Dove può essere installato l’ascensore

L’ascensore può essere installato utilizzando parti comuni dell’edificio, come ad esempio la tromba delle scale.

Naturalmente devono essere rispettate alcune condizioni fondamentali:

  • non deve essere impedito agli altri condomini l’uso normale delle scale

  • non devono essere compromesse le parti comuni dell’edificio

  • deve essere garantita la sicurezza della struttura

Quando queste condizioni sono rispettate, l’intervento può essere considerato legittimo anche in assenza dell’approvazione dell’assemblea condominiale.

Chi paga l’installazione dell’ascensore

Un altro punto importante riguarda la ripartizione delle spese.

I condomini contrari all’intervento non sono obbligati a partecipare ai costi. L’ascensore può infatti essere realizzato e finanziato esclusivamente dai condomini che desiderano installarlo.

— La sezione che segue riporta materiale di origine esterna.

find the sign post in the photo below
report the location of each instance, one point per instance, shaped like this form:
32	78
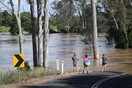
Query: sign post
18	62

Questo significa che il progetto può essere portato avanti anche da una parte dei proprietari, senza imporre spese a chi non intende aderire.

Cosa cambia per proprietari e acquirenti

Questa interpretazione giuridica ha effetti molto concreti, soprattutto negli edifici più datati, particolarmente diffusi nei centri storici e nei quartieri costruiti nel dopoguerra.

La possibilità di installare un ascensore può infatti:

  • migliorare significativamente la vivibilità degli appartamenti

  • rendere più accessibili i piani alti

  • aumentare l’interesse degli acquirenti

Dal punto di vista immobiliare, la presenza – o la possibilità di realizzare – un ascensore può incidere in modo positivo anche sul valore degli appartamenti situati ai piani superiori.

In molti casi, infatti, un edificio inizialmente penalizzato dall’assenza dell’ascensore può diventare più appetibile sul mercato quando esistono le condizioni tecniche e giuridiche per installarlo.